Oskar Kokoschka (Austrian, 1886-1980)

1909. Oil on canvas, 30 1/8 x 53 5/8" (76.5 x 136.2 cm). Abby Aldrich Rockefeller Fund. © 2009 Artists Rights Society (ARS), New York / Pro Litteris, Zurich

651.1939

The Museum of Modern Art, MoMA Highlights, New York: The Museum of Modern Art, revised 2004, originally published 1999, p. 62

The Tietzes were socially prominent art historians, but Kokoschka ignores their public personas to find a mysterious delicacy in their private relationship. Erica gazes out toward us; Hans looks at Erica's hand, and reaches for it without touching it, so that his hands and her left arm form an arch that is broken at its summit by a narrow gap, a space with a psychic charge. The couple emerge from a shimmering ground of russets and dim blues into which their outlines seem to melt in places. Scratches in the thin oil—made, according to Erica Tietze—Conrat, with the artist's fingernails-create a texture of ghostly half-marks around the figures, a subtle halo of crackling energy.

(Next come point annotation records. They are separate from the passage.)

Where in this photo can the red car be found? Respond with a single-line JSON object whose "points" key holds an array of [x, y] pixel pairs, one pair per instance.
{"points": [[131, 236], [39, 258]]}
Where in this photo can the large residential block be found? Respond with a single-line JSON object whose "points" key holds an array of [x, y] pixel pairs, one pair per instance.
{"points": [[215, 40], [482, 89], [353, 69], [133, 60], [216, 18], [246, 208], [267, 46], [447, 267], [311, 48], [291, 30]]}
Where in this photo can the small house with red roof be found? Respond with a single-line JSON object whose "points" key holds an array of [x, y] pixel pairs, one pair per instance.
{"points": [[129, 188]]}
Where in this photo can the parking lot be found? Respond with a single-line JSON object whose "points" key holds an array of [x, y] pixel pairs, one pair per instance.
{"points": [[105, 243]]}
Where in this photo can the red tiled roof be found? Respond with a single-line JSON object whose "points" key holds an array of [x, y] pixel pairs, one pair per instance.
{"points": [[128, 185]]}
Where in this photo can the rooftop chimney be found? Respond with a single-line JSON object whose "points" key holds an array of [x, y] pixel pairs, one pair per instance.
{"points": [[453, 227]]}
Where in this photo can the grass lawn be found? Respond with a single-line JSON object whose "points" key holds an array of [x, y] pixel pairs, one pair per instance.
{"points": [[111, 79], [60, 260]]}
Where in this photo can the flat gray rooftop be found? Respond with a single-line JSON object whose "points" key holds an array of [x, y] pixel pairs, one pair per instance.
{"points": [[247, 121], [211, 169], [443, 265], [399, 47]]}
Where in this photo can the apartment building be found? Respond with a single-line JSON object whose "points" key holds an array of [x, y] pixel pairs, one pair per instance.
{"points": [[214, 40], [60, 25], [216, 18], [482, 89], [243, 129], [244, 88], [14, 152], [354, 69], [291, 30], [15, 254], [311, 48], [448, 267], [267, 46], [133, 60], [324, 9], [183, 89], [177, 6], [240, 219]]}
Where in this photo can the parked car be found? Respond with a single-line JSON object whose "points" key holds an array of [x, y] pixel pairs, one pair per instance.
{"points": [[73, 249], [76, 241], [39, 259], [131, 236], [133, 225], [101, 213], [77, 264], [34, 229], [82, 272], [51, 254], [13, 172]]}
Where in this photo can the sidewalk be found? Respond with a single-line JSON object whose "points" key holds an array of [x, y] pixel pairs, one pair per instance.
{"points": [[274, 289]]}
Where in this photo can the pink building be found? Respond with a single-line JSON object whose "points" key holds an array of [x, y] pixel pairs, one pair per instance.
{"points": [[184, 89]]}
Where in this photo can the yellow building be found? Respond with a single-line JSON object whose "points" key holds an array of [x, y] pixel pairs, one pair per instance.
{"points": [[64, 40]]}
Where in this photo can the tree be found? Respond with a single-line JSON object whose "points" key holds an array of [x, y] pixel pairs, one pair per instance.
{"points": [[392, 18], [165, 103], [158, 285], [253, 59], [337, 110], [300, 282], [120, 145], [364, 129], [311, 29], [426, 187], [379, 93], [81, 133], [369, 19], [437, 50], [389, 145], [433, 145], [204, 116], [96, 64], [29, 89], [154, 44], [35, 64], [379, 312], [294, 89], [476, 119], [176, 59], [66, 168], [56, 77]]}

Like his Viennese compatriot Egon Schiele, Kokoschka tried to transcend academic formulas with an art of emotional and physical immediacy-an art, in his words, "to render the vision of people being alive." Hans Tietze and Erica Tietze-Conrat is one of his "black portraits," in which he tried to penetrate his subjects' "closed personalities so full of tension." (His Vienna was also the home of Sigmund Freud.)